(ERGO) – Hassan Mohamed Yusuf, 25, was supporting his mother and four younger sisters on his $150 a month earnings as a tuk-tuk taxi driver in the Somali capital Mogadishu, until a rise in fuel prices forced him to abandon his job.
As the eldest in the family, he was earning enough to buy food, pay the family’s house rent, and the $40 a month in school fees for his sisters.
But a fuel price hike in March meant that despite working longer hours he could not make a profit. The family had to move back to the same internal displacement camp that they had left a year earlier.
“We used to buy a litre of fuel for half a dollar but now it is selling at one and half dollars,” Hassan said.

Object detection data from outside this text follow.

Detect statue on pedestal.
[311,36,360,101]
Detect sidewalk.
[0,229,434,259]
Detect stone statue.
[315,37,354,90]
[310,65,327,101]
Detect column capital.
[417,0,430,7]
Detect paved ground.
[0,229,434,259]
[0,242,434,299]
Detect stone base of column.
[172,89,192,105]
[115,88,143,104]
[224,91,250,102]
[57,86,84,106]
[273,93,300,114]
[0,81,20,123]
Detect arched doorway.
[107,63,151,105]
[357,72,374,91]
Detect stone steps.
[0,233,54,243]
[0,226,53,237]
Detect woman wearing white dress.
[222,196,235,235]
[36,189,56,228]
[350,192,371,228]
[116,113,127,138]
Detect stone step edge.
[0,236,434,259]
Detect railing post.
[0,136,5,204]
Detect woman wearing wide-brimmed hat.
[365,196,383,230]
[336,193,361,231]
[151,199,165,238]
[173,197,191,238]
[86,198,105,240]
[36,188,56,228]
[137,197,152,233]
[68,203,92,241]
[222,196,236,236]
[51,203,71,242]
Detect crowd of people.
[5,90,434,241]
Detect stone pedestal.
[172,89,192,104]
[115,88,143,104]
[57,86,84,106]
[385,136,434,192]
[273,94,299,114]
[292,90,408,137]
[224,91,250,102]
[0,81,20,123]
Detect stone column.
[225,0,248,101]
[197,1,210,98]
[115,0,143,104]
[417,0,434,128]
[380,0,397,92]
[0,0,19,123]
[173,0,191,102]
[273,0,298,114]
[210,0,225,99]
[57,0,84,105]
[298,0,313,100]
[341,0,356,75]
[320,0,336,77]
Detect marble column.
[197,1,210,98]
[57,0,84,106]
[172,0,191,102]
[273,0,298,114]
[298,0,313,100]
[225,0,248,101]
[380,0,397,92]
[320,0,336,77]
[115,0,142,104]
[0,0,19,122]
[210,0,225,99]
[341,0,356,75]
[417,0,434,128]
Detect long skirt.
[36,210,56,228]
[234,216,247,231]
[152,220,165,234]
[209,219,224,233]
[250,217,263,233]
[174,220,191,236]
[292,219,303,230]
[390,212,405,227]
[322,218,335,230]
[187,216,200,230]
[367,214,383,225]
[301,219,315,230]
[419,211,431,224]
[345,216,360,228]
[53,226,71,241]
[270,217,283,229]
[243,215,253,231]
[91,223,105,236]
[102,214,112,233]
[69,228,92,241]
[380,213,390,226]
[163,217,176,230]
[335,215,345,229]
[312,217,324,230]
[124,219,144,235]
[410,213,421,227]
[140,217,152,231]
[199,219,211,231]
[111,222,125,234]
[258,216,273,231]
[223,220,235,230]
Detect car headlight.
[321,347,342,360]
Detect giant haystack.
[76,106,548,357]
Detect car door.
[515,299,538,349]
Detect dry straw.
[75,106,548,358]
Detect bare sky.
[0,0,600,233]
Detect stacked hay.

“I paid $10 out of my daily earnings to the tuk-tuk owner as rent. Sometimes we had to use a longer route passing through the villages as the city streets are closed off by the government for security reasons and so the tuk-tuk consumes a lot of fuel.”
The family is now depending again on his 56-year-old mother washing clothes for households in the city. She had stopped working when he started the tuk-tuk job in 2019 and only makes at most 100,000 Somali shillings ($4) on days when she finds a job.

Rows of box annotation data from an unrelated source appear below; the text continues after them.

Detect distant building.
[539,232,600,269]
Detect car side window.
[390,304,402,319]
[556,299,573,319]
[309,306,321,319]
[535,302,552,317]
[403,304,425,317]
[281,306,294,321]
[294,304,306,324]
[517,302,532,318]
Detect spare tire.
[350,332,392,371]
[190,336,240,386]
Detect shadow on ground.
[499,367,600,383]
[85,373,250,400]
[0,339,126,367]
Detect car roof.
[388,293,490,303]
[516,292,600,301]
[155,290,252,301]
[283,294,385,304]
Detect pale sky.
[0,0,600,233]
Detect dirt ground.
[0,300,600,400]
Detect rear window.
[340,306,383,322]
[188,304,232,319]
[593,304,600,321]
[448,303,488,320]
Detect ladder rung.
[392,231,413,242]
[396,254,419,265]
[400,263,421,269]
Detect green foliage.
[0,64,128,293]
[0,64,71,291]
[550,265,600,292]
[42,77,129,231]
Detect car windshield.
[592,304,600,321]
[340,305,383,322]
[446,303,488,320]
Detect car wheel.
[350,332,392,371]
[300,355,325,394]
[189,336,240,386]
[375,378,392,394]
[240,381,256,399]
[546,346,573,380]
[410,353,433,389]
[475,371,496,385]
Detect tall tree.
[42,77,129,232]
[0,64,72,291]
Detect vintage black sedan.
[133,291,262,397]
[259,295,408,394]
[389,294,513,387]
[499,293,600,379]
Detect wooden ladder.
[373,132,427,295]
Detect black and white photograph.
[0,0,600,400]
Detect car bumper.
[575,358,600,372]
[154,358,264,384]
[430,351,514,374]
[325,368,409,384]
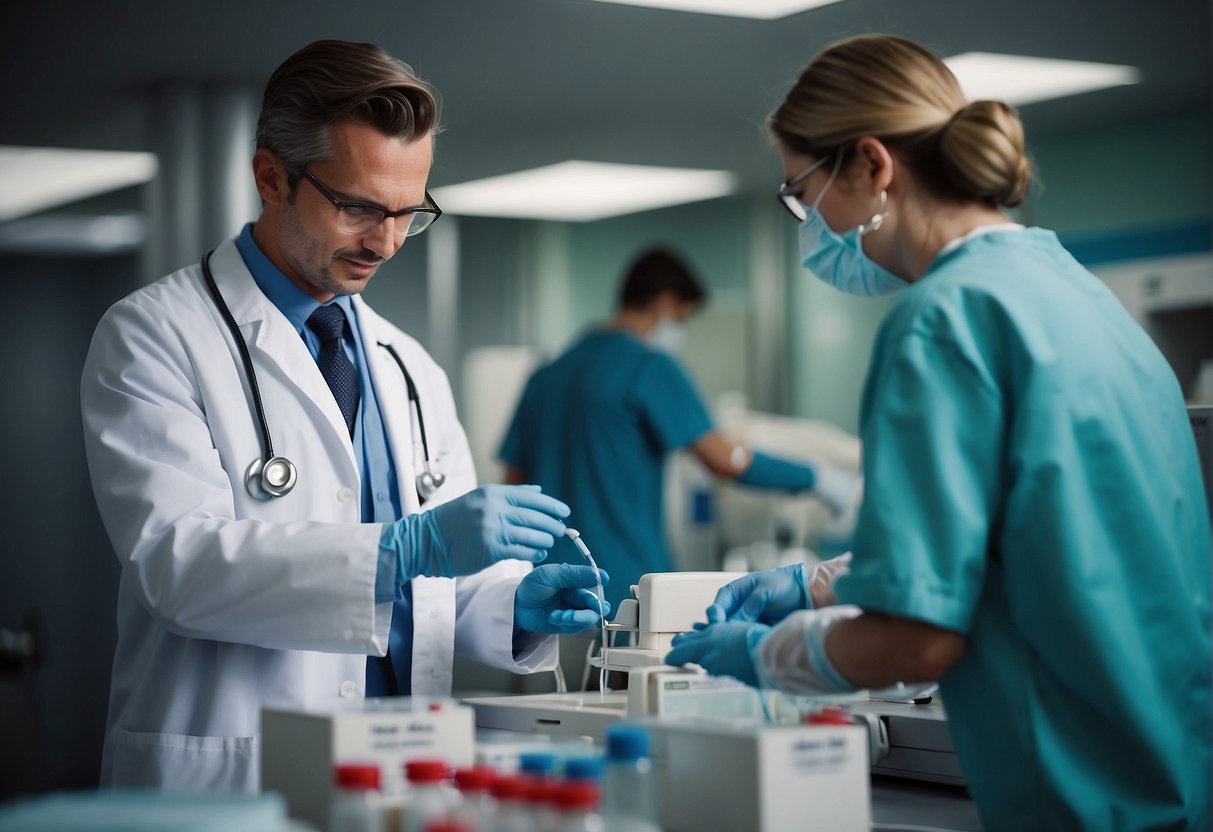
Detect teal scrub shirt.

In July, they had to move back to Dayax IDP camp after failing to pay the $25 rent on their house in the city. His sisters have dropped out of school and Hassan is looking for any work he can find.
“The children’s education came to a standstill the day I stopped working when I returned the tuk-tuk taxi to its owner. I was the only person they relied on, who always thought about their education,” Hassan said sadly.

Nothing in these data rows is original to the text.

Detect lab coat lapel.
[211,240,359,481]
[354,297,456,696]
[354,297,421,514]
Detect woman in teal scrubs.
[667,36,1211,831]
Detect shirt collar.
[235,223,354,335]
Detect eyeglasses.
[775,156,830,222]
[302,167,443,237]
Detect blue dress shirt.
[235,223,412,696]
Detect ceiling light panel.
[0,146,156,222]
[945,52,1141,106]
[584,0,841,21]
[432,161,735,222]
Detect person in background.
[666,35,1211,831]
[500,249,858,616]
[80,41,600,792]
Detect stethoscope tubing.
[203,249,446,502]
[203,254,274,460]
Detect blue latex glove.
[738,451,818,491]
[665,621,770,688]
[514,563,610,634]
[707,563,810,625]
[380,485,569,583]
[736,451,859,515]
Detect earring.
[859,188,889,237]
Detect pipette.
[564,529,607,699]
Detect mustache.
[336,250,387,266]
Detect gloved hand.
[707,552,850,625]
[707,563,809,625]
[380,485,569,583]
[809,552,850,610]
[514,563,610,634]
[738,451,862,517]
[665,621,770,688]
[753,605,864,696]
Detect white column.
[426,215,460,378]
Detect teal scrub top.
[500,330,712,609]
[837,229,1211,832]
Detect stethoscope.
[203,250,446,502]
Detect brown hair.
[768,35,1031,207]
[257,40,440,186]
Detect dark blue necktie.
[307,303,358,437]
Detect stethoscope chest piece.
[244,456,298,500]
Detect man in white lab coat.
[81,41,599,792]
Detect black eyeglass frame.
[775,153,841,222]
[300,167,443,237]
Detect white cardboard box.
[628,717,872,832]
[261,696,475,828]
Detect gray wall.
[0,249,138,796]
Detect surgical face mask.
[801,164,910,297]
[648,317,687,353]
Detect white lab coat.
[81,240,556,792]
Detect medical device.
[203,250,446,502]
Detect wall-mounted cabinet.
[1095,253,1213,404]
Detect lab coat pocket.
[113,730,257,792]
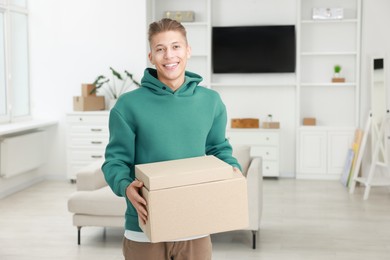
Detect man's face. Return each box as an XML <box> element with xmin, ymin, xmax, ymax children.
<box><xmin>149</xmin><ymin>31</ymin><xmax>191</xmax><ymax>90</ymax></box>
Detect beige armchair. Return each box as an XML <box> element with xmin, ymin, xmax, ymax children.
<box><xmin>68</xmin><ymin>146</ymin><xmax>262</xmax><ymax>248</ymax></box>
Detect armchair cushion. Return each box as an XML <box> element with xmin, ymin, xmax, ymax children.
<box><xmin>68</xmin><ymin>186</ymin><xmax>126</xmax><ymax>216</ymax></box>
<box><xmin>233</xmin><ymin>145</ymin><xmax>251</xmax><ymax>176</ymax></box>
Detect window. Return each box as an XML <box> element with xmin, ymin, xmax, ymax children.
<box><xmin>0</xmin><ymin>0</ymin><xmax>30</xmax><ymax>122</ymax></box>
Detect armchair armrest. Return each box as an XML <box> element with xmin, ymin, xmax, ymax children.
<box><xmin>76</xmin><ymin>160</ymin><xmax>107</xmax><ymax>191</ymax></box>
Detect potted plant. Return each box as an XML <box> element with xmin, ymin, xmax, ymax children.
<box><xmin>90</xmin><ymin>67</ymin><xmax>141</xmax><ymax>108</ymax></box>
<box><xmin>332</xmin><ymin>64</ymin><xmax>345</xmax><ymax>83</ymax></box>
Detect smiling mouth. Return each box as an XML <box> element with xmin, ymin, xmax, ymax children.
<box><xmin>164</xmin><ymin>62</ymin><xmax>179</xmax><ymax>69</ymax></box>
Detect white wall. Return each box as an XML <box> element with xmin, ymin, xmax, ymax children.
<box><xmin>2</xmin><ymin>0</ymin><xmax>390</xmax><ymax>190</ymax></box>
<box><xmin>29</xmin><ymin>0</ymin><xmax>147</xmax><ymax>178</ymax></box>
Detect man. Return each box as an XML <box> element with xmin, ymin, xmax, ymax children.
<box><xmin>102</xmin><ymin>19</ymin><xmax>240</xmax><ymax>260</ymax></box>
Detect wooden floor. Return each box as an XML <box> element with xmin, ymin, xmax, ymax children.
<box><xmin>0</xmin><ymin>179</ymin><xmax>390</xmax><ymax>260</ymax></box>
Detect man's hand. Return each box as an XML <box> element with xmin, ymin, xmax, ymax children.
<box><xmin>126</xmin><ymin>180</ymin><xmax>148</xmax><ymax>224</ymax></box>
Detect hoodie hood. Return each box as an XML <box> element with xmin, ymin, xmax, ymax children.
<box><xmin>141</xmin><ymin>68</ymin><xmax>203</xmax><ymax>96</ymax></box>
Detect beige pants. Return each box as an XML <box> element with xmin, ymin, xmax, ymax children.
<box><xmin>123</xmin><ymin>236</ymin><xmax>212</xmax><ymax>260</ymax></box>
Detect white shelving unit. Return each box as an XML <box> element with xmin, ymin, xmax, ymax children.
<box><xmin>296</xmin><ymin>0</ymin><xmax>361</xmax><ymax>179</ymax></box>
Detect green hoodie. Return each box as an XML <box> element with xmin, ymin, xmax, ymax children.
<box><xmin>102</xmin><ymin>68</ymin><xmax>240</xmax><ymax>231</ymax></box>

Hassan’s family first settled in Dayax camp when they were displaced from their home in Afgoye by the flooding of the river Shabelle in 2019. He and his mother had been working on a relative’s farm since Hassan’s father died in 2017, but the farm was washed away by the floods.
“We moved out of the IDP camp when I started driving the tuk-tuk in 2019 as the money I earned was enough to pay the family bills. When I started the job, I was hoping to buy my own tuk-tuk taxi in the future,” he said.
According to Hassan, petrol stations in Mogadishu told him and other youth who complained about the price hike that it was caused by the bombing of Saudi oil facilities by the Yemeni Houthi rebels and the impact of COVID19 restrictions.